Sabe quando você está no primeiro ano da faculdade e tem aquela disciplina chamada Metodologia do Trabalho Científico? Então. Trata-se de uma disciplina que deve te ensinar ao menos o básico sobre princípios de ciência, de História da Ciência, de pesquisa científica e métodos científicos. Qualquer pessoa que tenha passado dessa fase ou que tem um enorme bom senso ou leu bastante sobre o tema, deve ter o mínimo de ideia como se faz análise e divulgação de dados, produção e leitura de conhecimento. Isso dá base para um indivíduo saber lidar com a dissonância cognitiva de forma que não precise recorrer a migalhas pinçadas do facebook e parágrafos aleatórios de uma tese escrita em sindarin e traduzida para o élfico arcaico atestando segredos que só se sabem às portas fechadas em alguma alcova de Mordor.

lua

Hum… esse jornal aí, sei não, hein! Não parece verídico…

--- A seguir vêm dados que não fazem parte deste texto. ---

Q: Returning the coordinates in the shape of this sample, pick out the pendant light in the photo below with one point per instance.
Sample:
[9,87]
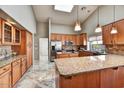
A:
[114,30]
[77,24]
[98,27]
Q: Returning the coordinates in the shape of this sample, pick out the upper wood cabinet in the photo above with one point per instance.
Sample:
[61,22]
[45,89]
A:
[17,36]
[7,33]
[120,28]
[76,39]
[117,38]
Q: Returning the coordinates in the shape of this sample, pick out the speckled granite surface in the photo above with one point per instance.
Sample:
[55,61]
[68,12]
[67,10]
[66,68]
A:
[71,66]
[8,61]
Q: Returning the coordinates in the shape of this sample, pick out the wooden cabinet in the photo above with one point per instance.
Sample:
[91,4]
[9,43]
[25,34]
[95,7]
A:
[85,53]
[5,77]
[0,31]
[67,55]
[82,80]
[120,28]
[62,55]
[117,38]
[112,77]
[73,55]
[108,78]
[106,33]
[76,39]
[23,65]
[29,49]
[17,36]
[16,71]
[7,33]
[119,77]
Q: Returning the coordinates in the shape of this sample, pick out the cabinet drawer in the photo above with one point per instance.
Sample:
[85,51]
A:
[5,69]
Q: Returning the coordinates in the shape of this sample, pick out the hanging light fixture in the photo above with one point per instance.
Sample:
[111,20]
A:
[98,27]
[77,24]
[114,30]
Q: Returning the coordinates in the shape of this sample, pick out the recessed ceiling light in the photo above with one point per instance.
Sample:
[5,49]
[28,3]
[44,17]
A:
[64,8]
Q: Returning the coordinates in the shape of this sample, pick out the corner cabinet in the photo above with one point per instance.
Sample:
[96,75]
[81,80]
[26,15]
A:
[29,49]
[7,33]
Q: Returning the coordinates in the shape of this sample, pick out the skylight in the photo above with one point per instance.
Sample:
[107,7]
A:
[64,8]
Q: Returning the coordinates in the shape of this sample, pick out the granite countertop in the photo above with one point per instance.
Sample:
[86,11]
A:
[72,66]
[67,53]
[9,60]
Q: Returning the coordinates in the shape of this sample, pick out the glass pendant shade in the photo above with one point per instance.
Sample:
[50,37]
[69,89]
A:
[98,29]
[114,30]
[77,26]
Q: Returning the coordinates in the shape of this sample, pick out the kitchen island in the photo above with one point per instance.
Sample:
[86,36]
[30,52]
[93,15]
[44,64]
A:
[90,72]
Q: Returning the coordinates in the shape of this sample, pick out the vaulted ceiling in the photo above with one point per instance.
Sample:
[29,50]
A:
[43,12]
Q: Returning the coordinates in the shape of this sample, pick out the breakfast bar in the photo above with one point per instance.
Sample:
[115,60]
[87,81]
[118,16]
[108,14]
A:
[105,71]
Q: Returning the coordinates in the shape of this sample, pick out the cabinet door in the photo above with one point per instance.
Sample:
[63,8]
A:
[107,39]
[17,36]
[29,49]
[7,33]
[120,28]
[5,77]
[23,66]
[63,39]
[108,78]
[74,39]
[59,37]
[78,40]
[16,71]
[120,77]
[84,39]
[0,31]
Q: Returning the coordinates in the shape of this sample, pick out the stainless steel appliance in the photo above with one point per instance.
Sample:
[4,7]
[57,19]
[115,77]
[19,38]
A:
[55,47]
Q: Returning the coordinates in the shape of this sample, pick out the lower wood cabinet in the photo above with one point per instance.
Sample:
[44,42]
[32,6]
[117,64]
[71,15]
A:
[5,77]
[16,71]
[67,55]
[23,65]
[85,53]
[106,78]
[84,80]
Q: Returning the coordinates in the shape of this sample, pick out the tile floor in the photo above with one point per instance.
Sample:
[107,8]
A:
[40,75]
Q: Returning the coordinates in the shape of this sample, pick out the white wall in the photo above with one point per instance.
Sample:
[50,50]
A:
[62,29]
[23,14]
[105,17]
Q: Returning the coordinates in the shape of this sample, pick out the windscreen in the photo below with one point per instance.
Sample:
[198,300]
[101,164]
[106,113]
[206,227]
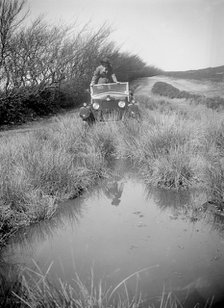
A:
[110,87]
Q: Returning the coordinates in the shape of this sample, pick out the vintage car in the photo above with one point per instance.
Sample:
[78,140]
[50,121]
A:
[109,101]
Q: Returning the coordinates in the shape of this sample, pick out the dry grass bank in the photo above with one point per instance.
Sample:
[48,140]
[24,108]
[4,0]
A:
[177,145]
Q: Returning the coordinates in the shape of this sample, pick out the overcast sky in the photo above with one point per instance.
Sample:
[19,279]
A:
[170,34]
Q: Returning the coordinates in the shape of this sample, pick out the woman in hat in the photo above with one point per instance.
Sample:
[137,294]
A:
[104,73]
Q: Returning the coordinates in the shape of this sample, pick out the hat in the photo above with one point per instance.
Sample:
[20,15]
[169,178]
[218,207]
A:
[105,60]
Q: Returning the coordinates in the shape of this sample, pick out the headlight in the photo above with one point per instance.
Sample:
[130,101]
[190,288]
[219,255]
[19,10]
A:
[121,104]
[96,106]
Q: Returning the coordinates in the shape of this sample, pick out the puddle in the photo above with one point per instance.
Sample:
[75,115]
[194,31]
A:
[122,227]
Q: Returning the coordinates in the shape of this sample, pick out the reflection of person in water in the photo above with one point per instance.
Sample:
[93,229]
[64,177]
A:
[114,191]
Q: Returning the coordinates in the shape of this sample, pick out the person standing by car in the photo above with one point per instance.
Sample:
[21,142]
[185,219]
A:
[104,73]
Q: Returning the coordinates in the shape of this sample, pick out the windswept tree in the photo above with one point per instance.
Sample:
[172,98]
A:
[11,16]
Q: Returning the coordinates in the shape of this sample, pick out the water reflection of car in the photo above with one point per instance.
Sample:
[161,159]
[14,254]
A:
[113,190]
[111,100]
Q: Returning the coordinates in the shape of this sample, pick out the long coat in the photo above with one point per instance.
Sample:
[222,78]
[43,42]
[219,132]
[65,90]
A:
[103,74]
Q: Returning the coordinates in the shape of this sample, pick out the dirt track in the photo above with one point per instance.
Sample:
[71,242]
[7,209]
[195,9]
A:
[206,88]
[143,86]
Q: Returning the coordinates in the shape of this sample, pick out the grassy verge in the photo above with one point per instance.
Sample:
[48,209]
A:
[176,146]
[33,289]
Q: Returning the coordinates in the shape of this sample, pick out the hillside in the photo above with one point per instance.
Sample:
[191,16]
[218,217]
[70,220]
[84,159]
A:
[211,73]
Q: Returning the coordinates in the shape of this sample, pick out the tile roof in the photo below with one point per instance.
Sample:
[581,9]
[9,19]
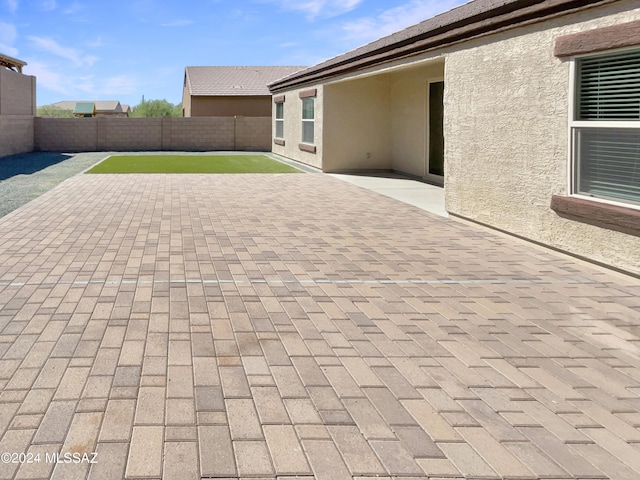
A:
[233,81]
[101,105]
[84,108]
[476,17]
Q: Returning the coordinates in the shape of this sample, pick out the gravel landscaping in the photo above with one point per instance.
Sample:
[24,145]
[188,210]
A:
[27,176]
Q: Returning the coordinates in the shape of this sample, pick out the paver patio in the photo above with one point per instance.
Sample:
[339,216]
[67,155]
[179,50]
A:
[296,326]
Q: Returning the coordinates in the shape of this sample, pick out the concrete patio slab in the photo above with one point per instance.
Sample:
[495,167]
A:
[297,326]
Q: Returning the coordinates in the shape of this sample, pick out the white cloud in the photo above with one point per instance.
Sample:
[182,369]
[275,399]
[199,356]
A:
[389,21]
[12,5]
[72,54]
[319,8]
[8,35]
[178,23]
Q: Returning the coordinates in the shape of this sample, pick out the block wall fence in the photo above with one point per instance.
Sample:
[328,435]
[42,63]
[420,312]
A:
[17,109]
[167,133]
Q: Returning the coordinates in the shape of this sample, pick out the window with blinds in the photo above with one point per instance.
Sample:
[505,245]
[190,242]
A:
[606,127]
[279,119]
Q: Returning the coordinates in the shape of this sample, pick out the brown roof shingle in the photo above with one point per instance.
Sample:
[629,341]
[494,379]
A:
[474,18]
[233,81]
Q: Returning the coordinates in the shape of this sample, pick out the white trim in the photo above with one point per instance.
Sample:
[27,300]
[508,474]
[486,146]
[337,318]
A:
[612,51]
[277,119]
[605,124]
[574,125]
[571,114]
[308,120]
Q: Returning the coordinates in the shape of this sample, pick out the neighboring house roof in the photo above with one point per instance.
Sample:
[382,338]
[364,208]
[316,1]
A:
[233,81]
[112,106]
[83,108]
[11,63]
[475,18]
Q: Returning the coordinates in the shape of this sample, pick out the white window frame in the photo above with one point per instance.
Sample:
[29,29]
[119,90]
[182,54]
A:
[309,120]
[576,124]
[279,121]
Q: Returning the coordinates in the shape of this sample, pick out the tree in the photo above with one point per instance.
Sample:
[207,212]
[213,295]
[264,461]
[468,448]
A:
[156,108]
[53,111]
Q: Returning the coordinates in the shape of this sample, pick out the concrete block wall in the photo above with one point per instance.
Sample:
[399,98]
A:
[66,134]
[17,108]
[16,134]
[129,133]
[121,134]
[17,93]
[198,133]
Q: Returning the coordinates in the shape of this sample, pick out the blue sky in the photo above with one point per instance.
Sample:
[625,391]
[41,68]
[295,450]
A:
[122,50]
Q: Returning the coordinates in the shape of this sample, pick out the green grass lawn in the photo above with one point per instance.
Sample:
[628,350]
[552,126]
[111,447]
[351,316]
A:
[191,164]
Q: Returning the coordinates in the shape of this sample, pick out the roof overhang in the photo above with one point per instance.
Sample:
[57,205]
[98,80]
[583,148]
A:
[471,20]
[11,63]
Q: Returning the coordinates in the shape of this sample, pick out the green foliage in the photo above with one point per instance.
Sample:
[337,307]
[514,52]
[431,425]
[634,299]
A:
[156,108]
[53,111]
[191,164]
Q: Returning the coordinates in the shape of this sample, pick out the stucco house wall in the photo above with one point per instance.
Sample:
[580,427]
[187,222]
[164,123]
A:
[293,128]
[506,128]
[367,104]
[507,136]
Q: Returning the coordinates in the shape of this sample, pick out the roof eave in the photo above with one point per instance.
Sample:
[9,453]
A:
[503,17]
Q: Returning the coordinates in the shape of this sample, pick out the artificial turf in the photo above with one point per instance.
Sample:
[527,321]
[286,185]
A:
[191,164]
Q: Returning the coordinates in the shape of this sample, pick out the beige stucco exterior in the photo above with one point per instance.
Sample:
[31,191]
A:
[293,129]
[507,136]
[506,126]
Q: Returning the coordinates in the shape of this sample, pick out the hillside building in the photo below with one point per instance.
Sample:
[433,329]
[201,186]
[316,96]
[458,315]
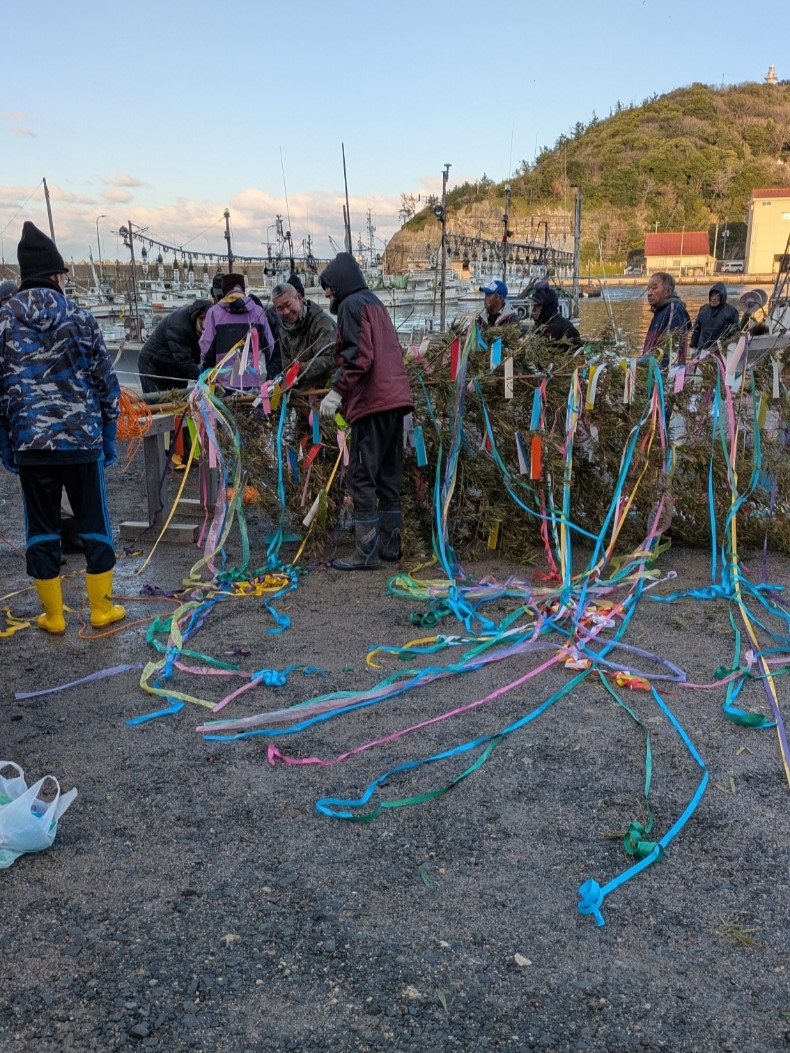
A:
[767,230]
[679,253]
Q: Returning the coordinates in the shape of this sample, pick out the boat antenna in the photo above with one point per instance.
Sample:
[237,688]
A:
[226,215]
[347,211]
[48,210]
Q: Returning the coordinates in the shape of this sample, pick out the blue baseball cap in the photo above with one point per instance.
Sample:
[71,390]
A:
[495,286]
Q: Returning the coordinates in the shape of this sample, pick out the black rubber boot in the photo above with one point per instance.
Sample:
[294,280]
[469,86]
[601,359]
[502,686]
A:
[389,542]
[364,556]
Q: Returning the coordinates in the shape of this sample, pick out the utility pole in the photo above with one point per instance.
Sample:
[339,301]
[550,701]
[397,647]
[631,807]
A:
[48,210]
[440,213]
[506,232]
[98,242]
[576,245]
[134,279]
[228,239]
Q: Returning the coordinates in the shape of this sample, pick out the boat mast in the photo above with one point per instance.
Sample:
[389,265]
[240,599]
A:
[441,215]
[576,245]
[228,239]
[48,210]
[506,232]
[347,211]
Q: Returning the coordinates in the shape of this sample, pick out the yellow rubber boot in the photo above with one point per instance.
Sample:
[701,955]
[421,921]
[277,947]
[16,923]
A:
[99,591]
[52,599]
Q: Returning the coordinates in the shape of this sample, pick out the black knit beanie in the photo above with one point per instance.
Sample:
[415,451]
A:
[38,255]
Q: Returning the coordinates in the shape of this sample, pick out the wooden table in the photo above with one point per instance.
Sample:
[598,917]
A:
[157,475]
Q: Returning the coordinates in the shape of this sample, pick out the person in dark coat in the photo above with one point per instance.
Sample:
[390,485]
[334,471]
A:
[372,389]
[670,325]
[59,406]
[495,311]
[7,289]
[717,320]
[307,335]
[171,356]
[550,323]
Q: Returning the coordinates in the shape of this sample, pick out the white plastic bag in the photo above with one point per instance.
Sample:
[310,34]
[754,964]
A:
[26,823]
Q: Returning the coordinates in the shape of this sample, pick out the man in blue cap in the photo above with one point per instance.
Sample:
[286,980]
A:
[495,311]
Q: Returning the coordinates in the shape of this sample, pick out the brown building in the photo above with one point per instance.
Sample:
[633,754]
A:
[767,231]
[679,253]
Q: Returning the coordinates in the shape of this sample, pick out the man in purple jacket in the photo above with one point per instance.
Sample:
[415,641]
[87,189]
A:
[226,326]
[372,389]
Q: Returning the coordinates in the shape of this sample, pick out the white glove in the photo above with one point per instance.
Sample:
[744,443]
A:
[330,404]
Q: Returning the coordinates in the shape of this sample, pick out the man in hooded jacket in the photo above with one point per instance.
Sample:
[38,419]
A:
[550,323]
[670,324]
[717,319]
[228,323]
[372,390]
[171,356]
[58,417]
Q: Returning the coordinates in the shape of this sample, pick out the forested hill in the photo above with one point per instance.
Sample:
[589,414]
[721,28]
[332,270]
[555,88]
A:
[687,159]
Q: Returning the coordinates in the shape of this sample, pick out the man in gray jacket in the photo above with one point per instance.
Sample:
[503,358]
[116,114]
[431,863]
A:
[307,336]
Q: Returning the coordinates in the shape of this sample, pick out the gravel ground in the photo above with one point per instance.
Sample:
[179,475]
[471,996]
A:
[194,898]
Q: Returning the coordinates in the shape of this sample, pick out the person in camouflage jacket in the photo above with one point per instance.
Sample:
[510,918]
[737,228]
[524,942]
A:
[58,417]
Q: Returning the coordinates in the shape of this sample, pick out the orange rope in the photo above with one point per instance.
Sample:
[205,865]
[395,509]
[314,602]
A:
[134,422]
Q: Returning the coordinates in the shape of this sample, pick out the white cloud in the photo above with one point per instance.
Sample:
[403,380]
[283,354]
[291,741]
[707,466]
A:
[123,179]
[116,196]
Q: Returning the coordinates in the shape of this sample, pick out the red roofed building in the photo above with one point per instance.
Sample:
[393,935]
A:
[767,230]
[678,253]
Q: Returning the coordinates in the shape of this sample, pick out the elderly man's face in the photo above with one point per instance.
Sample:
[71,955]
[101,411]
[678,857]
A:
[289,306]
[657,292]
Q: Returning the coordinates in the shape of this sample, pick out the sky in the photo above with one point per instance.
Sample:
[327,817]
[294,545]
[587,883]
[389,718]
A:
[166,114]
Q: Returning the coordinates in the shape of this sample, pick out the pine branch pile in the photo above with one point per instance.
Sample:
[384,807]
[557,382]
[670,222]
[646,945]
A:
[620,463]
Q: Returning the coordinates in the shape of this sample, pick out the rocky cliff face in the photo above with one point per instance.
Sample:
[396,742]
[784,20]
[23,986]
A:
[417,243]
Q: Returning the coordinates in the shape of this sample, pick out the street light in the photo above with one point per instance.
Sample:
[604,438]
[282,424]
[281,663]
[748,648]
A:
[98,242]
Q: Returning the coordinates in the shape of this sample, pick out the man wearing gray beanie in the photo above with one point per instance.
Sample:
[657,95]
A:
[58,417]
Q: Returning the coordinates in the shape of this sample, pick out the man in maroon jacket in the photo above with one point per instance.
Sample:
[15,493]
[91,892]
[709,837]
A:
[372,389]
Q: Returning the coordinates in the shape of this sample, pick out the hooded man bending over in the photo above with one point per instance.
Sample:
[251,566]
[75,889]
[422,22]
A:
[372,390]
[717,320]
[228,324]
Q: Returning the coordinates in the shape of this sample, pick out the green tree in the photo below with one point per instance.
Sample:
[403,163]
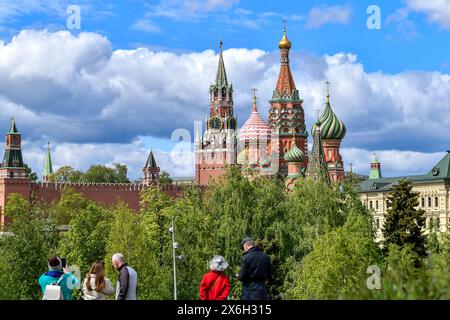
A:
[404,223]
[127,236]
[30,173]
[24,252]
[338,262]
[87,238]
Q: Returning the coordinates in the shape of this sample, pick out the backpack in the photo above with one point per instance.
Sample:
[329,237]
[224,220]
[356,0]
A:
[53,291]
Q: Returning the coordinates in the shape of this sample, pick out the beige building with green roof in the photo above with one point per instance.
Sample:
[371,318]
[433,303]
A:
[433,189]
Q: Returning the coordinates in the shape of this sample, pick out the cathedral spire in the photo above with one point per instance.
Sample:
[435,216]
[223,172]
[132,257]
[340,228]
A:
[48,168]
[285,85]
[221,76]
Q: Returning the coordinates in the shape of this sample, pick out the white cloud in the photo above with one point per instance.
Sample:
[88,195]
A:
[321,15]
[437,11]
[75,91]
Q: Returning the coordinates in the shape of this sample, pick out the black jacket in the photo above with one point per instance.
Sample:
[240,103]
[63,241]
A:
[255,266]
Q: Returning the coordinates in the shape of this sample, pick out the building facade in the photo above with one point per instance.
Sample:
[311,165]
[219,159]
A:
[14,179]
[433,189]
[260,147]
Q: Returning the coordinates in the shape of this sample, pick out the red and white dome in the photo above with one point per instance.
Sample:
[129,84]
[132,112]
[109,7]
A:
[254,128]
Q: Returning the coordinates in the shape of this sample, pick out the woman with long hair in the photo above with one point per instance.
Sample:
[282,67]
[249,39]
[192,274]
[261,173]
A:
[95,285]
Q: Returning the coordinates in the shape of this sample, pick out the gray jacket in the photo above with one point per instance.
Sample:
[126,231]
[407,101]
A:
[127,283]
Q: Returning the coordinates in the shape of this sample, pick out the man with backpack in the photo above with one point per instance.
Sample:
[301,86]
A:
[57,283]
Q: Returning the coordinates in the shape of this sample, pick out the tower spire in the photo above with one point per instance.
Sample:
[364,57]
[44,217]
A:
[255,109]
[328,91]
[221,76]
[48,168]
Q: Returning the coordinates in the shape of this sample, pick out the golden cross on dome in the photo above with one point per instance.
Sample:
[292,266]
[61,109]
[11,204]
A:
[328,90]
[254,94]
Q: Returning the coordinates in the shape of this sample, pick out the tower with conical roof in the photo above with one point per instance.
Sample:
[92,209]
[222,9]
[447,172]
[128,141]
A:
[217,148]
[375,168]
[150,170]
[332,131]
[317,167]
[286,114]
[48,168]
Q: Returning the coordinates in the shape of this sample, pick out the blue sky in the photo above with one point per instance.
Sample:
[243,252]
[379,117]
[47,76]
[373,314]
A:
[137,70]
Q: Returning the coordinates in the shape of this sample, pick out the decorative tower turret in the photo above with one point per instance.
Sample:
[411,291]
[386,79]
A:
[217,148]
[12,165]
[48,168]
[151,171]
[317,168]
[13,175]
[375,168]
[332,131]
[286,113]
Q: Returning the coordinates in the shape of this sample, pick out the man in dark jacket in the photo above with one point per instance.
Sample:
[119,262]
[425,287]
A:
[255,271]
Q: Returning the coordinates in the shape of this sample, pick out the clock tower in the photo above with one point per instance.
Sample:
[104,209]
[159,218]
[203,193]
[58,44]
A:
[217,148]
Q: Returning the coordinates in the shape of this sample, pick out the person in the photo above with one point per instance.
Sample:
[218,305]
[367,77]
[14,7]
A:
[255,271]
[95,285]
[215,285]
[127,281]
[56,273]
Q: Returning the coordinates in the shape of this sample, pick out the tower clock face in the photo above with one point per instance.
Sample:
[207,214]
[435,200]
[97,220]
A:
[215,123]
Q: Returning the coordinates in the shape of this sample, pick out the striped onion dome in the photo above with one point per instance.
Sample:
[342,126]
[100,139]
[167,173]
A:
[255,127]
[294,154]
[331,127]
[242,157]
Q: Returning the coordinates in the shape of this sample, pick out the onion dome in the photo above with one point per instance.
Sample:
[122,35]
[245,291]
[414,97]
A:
[330,125]
[294,154]
[284,43]
[255,128]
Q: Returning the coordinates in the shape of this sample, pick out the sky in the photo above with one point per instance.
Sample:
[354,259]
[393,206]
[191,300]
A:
[105,81]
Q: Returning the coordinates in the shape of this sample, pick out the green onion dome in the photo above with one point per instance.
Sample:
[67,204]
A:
[330,126]
[294,154]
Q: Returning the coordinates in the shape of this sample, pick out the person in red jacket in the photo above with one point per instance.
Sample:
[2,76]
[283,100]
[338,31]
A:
[215,284]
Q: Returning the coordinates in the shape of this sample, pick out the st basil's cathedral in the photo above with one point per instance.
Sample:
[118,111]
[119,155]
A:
[276,147]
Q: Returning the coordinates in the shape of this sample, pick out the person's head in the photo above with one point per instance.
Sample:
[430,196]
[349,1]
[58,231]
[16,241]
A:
[54,264]
[218,263]
[247,244]
[98,268]
[117,260]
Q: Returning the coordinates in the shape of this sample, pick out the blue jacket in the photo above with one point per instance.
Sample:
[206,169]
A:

Existem visões de mundo e interpretações de dados que as pessoas simplesmente viajam em suas paixões pessoais (ou fazem isso só pra trollar mesmo) e criam ou acreditam em versões duvidosas que supostamente foram comprovadas por fotografias, vídeos, professores de várias Universidades do mundo inteiro e anos e anos de pesquisa em um lugar tal. Vamos a alguns exemplos?

Que tal aquele documentário que passou no Animal Planet sobre as sereias encontradas em vários oceanos pelo mundo? E aquele teste, comprovadíssimo pelos mais conceituados psicólogos, que se você responder que “a jovem matou a irmã esperando que o cara que ela conheceu no enterro da mãe voltasse a aparecer” você pensa como um psicopata? E o alzheimer de Jack Nicholson? E os seis dedos da Daniella Cicarelli? Os deuses astronautas? O design inteligente? As linhas aliens nos milharais? A homeopatia e a recusa de qualquer “químico burguês capitalista”? As comprovações mais que evidentes de que o III Reich não era racista e que o holocausto jamais existiu? E a chegada do homem à Lua, então? Os crânios gigantes de aliens que os cientistas escondem sabe-se lá por que? A evidente e comprovada contaminação que as pessoas (especialmente crianças e adolescentes) têm ao ver duas pessoas do mesmo sexo se beijando?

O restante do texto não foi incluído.